For those of you who are self-employed, the IRS increased the contribution limits for 401(k) plans, including Solo-Ks, for 2020. These changes also positively affect 403(b), most 457 plans and government Thrift Savings plans well.
Contributions to your Solo-K are made into 2 buckets:
Effective for January 1, 2020, the elective deferrals for your Solo-K has increased from $19,000 to $19,500.
If you are over the age of 50 during 2020, the “catch-up” contribution limit was increased from $6,000 to $6,500. As a result, the total elective deferral contribution (based on income, of course) and “catch-up” contribution is $26,000.

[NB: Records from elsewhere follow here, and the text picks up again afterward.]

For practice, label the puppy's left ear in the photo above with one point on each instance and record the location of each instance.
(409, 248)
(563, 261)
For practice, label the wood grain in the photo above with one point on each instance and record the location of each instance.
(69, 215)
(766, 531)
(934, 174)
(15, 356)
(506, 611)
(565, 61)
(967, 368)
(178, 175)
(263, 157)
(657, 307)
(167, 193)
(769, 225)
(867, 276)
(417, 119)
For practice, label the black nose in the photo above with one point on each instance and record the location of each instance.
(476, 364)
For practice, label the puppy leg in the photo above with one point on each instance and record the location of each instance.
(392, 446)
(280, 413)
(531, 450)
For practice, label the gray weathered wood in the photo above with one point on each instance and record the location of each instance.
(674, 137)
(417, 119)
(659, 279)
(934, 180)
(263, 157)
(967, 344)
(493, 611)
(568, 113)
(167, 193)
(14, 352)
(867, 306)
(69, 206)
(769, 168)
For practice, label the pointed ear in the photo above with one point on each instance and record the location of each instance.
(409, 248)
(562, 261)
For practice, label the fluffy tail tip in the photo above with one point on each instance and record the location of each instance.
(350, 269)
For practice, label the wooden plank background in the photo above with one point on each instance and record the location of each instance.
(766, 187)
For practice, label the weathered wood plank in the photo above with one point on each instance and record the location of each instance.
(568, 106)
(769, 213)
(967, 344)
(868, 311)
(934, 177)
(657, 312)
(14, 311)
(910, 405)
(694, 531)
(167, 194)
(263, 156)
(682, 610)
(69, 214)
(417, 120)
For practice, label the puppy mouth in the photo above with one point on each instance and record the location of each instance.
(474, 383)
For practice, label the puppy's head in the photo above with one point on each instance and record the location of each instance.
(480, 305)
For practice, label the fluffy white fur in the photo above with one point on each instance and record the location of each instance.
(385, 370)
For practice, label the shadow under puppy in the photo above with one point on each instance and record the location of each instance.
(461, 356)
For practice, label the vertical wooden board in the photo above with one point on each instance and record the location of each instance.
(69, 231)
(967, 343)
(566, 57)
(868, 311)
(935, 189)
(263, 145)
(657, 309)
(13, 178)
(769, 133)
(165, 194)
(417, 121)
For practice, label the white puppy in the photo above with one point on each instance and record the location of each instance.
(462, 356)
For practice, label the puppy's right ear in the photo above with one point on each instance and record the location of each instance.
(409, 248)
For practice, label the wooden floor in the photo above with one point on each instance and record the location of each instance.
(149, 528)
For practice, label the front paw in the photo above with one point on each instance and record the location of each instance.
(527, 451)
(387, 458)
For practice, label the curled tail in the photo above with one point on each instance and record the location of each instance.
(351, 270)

Elective deferrals can be made in either a pre-tax or Roth manner…or a combination thereof.
Most people associate Profit Sharing as “Employer Contributions”, and understandably so. Employer contributions are based on the compensation paid to the self-employed individual, whether a sole proprietor (including a single-member, pass-through LLC), a multi-member LLC or corporation (C or S-Corp). Effective 2020, the maximum employer contribution that can be made is $37,500….this is regardless of whether you are under or over the age of 50 but, again, it is based on compensation paid to the participant.
If your business is….
Sole Proprietorship or Single-Member LLC — the maximum profit sharing the business is allowed to contribute is up to 20% of your IRS 1040 Schedule C income.
Corporation (C or Sub-S) or Multi-Member LLC — the maximum profit sharing the business is allowed to contribute is up to 25% of your W-2 or Partnership (multi-member LLC) income.
As a result, for 2020, here is the total amount of contributions that can be made:
Elective Deferral — $19,500
Profit Sharing — $37,500
“Catch-Up Contribution — $6,500
For someone under the age of 50, the total, maximum contribution from any and all sources is limited to $57,000.
For someone over the age of 50, the total, maximum contribution (plus catch-up contribution) from any and all sources is limited to $63,500.
*The $19,500 limit is what is referred to as your 402(g) limit.
**50 years of age is if you turn 50 years of age at any time during the 2020 year.
*** Total contributions from any and all sources may not exceed 100% of a participant’s compensation/income.
Many self-employed businesses are spouse-spouse owned with both spouses participating in the business. Provided both spouses materially participate in the business, they are both eligible for the aforementioned elective deferral contributions. Again, based on qualifying compensation. This is an attractive feature to a spouse-spouse owned business for those who qualify.
As always, the information provided is not intended, nor should it be considered tax, legal, financial or investment advice. You should seek such advice from a professional in that field.